Thursday, 26 August 2021

The Club

Not the Club, but near the Club.

Yesterday I had an unusual day in that I worked according to British Summer Time, not--um--Newfoundland Time. That is, I started at my own 9 AM and I knocked off at 5 PM instead of starting at British noon and stopping at 8 or 8:30 PM. Benedict Ambrose and I had been asked out to supper at our host's club, so I got permission to do this. 

For once I took a proper lunch break, the kind during which you get caught up on correspondence and go to the post office. As I walked home, I felt a frisson of novelty. Look at me on the High Street after noon on a work day! Wild!

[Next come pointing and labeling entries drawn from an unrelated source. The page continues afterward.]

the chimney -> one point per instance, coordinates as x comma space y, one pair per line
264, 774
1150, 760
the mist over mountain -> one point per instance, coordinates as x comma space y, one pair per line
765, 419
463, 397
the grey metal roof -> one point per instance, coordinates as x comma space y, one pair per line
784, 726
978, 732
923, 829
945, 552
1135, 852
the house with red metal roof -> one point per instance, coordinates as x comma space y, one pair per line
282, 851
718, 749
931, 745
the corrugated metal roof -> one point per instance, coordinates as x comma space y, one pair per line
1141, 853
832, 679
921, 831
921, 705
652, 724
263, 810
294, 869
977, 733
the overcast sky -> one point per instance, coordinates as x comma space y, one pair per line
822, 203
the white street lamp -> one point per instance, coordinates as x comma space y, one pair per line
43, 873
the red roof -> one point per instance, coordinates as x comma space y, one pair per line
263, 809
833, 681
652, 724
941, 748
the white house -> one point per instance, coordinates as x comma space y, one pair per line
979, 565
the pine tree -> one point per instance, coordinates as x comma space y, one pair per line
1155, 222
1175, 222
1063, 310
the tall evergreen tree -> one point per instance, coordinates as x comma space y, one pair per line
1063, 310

I was rather rushed at 5 PM, though. I threw on a decent dress and the one pair of comfortable shoes that wouldn't swear too badly at it and followed B.A. out the door (in the bright sunshine!) to the bus stop. However, we arrived at the elegant Georgian address two minutes before we said we would, so all was well.  No sooner had the receptionist, sitting behind glass (or plastic) in the hallway, informed us that our host was there already than he appeared. We went through the usual members'-club warren of rooms to a staircase and climbed up to the dining-room. 

On our way, I noticed a lovely watercolour of "The Princess Royal," presumably Princess Mary, Countess of Harewood.  Up the stairs, I saw a rather glamorous photograph of the current Princess Royal, Princess Anne. In the dining room, there was a portrait of the young Princess Margaret. The prettier Royal women seems to be the Club's decorative motif. There are also cabinets full of silver trophies and the china has EIIR emblazoned on it. The floors are richly carpeted, and everything is elegance.

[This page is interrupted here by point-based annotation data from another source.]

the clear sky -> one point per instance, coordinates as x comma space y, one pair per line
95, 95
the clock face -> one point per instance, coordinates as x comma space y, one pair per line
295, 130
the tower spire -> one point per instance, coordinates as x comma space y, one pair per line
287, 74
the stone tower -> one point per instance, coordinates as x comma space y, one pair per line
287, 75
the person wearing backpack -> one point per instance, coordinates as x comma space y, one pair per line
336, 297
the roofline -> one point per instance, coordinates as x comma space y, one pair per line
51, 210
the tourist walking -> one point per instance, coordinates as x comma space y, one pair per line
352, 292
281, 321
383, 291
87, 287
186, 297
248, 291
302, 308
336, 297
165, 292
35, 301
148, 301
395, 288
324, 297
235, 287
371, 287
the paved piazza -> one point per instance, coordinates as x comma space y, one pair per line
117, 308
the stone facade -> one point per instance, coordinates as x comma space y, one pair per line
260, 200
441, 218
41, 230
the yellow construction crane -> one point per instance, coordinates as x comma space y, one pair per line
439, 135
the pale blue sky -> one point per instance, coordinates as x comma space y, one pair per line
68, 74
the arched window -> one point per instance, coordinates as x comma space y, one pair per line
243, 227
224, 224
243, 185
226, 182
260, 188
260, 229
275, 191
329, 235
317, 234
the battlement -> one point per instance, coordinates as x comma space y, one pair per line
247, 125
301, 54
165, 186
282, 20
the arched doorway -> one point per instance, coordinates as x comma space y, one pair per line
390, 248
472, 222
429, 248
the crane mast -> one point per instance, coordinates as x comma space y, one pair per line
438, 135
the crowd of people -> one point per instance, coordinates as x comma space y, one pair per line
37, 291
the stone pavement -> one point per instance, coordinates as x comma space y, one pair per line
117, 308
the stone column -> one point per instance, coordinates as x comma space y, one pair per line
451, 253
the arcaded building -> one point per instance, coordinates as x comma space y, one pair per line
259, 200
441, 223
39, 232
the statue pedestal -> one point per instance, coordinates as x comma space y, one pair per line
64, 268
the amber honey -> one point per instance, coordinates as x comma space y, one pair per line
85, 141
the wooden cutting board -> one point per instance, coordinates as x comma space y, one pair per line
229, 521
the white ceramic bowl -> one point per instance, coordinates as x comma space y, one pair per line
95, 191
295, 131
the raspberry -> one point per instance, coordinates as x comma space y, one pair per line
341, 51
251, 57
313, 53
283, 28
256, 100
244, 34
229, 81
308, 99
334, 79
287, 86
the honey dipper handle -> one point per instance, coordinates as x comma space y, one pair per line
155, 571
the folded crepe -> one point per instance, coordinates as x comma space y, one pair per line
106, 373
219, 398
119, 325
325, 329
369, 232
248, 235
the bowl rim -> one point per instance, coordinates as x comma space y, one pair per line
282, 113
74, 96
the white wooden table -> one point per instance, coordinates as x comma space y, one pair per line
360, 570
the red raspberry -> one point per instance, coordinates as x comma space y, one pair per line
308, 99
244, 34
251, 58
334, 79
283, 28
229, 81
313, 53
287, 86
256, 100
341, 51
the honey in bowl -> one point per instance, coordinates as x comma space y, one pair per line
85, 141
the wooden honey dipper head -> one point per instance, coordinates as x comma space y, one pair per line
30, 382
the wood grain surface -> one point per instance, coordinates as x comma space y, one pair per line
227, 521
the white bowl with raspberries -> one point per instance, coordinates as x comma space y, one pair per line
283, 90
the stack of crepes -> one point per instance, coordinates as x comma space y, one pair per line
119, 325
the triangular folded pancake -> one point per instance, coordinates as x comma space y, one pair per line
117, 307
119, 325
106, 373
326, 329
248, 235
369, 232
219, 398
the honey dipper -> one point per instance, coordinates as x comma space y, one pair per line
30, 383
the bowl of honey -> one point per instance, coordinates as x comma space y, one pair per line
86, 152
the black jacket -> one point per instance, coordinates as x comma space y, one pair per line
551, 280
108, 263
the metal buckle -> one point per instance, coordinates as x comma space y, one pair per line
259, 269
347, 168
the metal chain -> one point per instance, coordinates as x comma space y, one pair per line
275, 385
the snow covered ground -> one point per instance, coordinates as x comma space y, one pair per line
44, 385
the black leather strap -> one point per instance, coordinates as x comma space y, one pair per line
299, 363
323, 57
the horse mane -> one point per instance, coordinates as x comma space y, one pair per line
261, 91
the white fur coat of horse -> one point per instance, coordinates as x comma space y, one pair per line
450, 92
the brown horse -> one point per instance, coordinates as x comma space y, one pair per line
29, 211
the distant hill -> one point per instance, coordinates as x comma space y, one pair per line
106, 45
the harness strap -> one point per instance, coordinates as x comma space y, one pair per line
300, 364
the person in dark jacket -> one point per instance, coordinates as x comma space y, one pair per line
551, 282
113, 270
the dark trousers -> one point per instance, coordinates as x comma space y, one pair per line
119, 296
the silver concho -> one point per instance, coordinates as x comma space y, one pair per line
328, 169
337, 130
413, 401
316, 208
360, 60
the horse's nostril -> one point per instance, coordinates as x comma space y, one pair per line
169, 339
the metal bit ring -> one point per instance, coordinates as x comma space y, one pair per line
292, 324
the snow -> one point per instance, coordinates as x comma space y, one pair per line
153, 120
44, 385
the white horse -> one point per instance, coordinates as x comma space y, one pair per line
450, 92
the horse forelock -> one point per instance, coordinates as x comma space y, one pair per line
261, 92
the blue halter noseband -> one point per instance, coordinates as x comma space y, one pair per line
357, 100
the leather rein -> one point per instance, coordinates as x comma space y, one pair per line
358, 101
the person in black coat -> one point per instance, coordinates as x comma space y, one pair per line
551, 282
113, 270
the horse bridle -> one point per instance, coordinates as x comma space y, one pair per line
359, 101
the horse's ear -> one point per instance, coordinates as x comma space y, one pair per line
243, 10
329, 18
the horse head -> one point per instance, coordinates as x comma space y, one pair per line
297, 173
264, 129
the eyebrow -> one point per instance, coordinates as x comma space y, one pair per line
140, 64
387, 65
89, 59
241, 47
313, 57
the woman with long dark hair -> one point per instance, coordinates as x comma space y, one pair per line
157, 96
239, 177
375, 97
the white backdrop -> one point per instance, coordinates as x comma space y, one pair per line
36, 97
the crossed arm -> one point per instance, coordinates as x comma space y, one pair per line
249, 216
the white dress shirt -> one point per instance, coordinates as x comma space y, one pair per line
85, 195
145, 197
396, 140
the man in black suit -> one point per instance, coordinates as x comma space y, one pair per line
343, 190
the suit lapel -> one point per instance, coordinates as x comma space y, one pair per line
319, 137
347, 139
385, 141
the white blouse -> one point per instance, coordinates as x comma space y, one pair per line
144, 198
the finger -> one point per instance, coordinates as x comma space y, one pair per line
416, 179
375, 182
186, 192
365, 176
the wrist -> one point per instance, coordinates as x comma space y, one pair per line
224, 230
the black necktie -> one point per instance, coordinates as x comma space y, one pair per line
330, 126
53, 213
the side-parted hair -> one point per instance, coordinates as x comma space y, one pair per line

I think I was buttering a piece of bread when I was suddenly visited by the ghost of Magic Past, which is to say the Alice-in-Wonderland feeling I had the week I came to Edinburgh for a visit and met B.A., the Historical House, the Old Town, the New Town, the Traditional Latin Mass, Edinburgh dinner parties and all the rest of it. As the world of work and recycling bins slid away, I felt that I was back in September 2008. The feeling didn't last very long, but it did inspire me to look up the membership fees. 

Conversation was, of course, fascinating, and at one point I rushed away because something B.A. said reminded me of a story a colleague was working on, and I wanted to text him a potential lead. So that felt rather glamorous, too. When I emerged, B.A. and our host were preparing to sit by the empty grate in the Members' Lounge. In we went, to sit in large, buttoned, leather club chairs, surrounded by dark bookcases and more silver trophies. 

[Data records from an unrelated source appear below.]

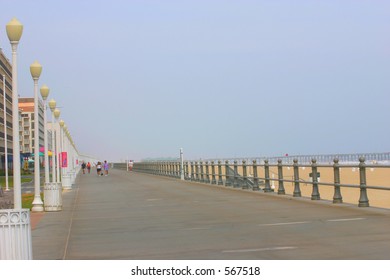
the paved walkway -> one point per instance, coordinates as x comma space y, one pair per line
140, 216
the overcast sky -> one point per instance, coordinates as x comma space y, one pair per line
138, 79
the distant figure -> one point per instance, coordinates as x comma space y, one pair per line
99, 167
83, 167
105, 166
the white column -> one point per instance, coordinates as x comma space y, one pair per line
15, 130
47, 173
5, 136
181, 164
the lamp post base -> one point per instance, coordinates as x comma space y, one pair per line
53, 197
15, 234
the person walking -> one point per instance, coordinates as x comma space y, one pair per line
106, 166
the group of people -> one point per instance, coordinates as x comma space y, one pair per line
101, 168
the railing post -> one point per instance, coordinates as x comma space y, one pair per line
337, 198
235, 183
315, 195
220, 180
196, 171
228, 182
207, 174
213, 177
244, 175
201, 172
186, 171
267, 181
255, 176
363, 200
297, 190
192, 171
281, 189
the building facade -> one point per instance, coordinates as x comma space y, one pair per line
5, 109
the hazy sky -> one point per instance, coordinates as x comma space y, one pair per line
139, 79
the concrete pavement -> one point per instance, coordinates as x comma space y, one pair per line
140, 216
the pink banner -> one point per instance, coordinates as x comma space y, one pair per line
64, 159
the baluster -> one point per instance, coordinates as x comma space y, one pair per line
228, 182
267, 181
315, 195
297, 190
281, 189
192, 171
220, 180
213, 177
201, 172
235, 183
337, 198
245, 175
255, 176
207, 174
197, 171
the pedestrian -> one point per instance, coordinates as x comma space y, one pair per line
105, 166
83, 167
99, 167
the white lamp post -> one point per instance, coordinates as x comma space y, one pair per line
65, 178
52, 106
15, 228
5, 137
57, 114
36, 70
14, 32
181, 164
45, 93
52, 191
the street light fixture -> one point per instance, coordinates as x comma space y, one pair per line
14, 32
15, 228
57, 114
36, 70
52, 106
45, 93
5, 136
52, 191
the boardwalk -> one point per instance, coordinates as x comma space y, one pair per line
139, 216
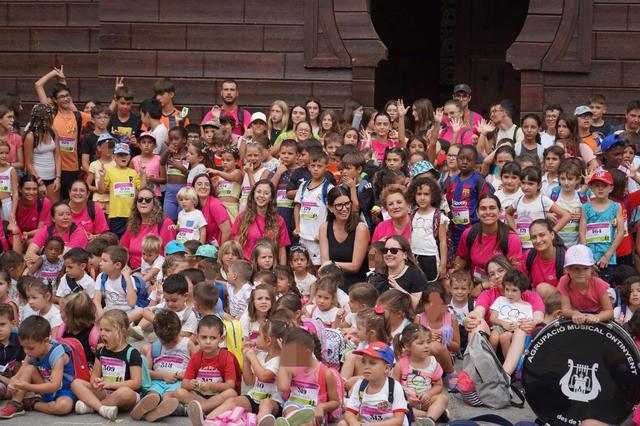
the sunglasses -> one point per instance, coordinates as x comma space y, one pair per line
392, 250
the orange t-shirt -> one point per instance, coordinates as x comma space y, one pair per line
66, 128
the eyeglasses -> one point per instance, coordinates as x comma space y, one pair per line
341, 206
392, 250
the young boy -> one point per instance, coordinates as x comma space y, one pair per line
239, 287
122, 183
310, 209
75, 278
47, 372
372, 405
168, 358
117, 296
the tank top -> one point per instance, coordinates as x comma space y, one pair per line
343, 252
173, 360
43, 158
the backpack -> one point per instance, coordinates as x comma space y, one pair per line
73, 348
531, 256
142, 293
483, 367
145, 381
392, 385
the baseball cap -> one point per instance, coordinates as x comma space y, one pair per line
378, 350
258, 116
582, 109
174, 247
462, 88
602, 175
122, 148
578, 254
207, 250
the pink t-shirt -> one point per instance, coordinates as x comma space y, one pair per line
134, 242
487, 297
480, 254
27, 218
152, 168
385, 229
590, 302
77, 239
256, 231
216, 214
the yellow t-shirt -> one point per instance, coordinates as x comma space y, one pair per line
123, 185
94, 168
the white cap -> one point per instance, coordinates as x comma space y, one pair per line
258, 116
578, 255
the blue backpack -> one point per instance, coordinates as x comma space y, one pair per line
141, 288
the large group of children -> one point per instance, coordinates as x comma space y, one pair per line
265, 327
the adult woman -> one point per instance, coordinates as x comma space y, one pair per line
394, 199
344, 238
42, 150
33, 209
63, 227
403, 271
7, 119
218, 223
146, 218
485, 239
545, 262
85, 212
261, 219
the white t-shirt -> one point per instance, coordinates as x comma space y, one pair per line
313, 211
375, 407
527, 213
512, 311
189, 225
86, 282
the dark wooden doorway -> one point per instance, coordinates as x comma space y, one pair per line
435, 44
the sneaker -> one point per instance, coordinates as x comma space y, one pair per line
268, 420
195, 413
11, 409
109, 412
146, 404
164, 409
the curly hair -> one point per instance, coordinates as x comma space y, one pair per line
157, 215
249, 216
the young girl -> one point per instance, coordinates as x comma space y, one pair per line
116, 376
429, 228
419, 373
259, 370
325, 304
531, 206
443, 325
253, 172
584, 297
300, 263
312, 388
264, 255
261, 303
8, 184
228, 180
630, 296
191, 224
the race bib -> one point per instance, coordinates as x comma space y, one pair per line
599, 232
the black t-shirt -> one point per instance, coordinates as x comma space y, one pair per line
115, 365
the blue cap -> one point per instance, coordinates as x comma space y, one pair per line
174, 247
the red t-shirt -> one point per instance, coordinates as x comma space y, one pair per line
589, 302
28, 217
134, 242
256, 231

The party broke up after 9, I think. B.A. and I said good-bye to our host and walked through the New Town towards our bus stop. When we got there, I checked work messages and B.A. hurried on to Tesco to get a pint of milk. It had become a little chilly, so we had walked more quickly than I otherwise would have, for I love to look at New Town windows and admire any furniture or art visible. (Edinburghers should really close their curtains if they do not want the interested stares of passersby.) Unusually, the most prominent thing I saw in a New Town window last night was a clothes-drying frame, which doesn't hint at unfathomable glamour. 

This morning I am pondering how to get a little more of that Alice-in-Wonderland feeling back into my life, and I think it may involve an adjustment of my schedule so that B.A. and I can go out in the evenings more often. There is something deeply satisfying about leaving work before you are too tired to do anything but eat and then rest your head on the table. Also, the New Town is phantasmagorically wonderful in the evenings, and if we could afford to, we would move there in a shot.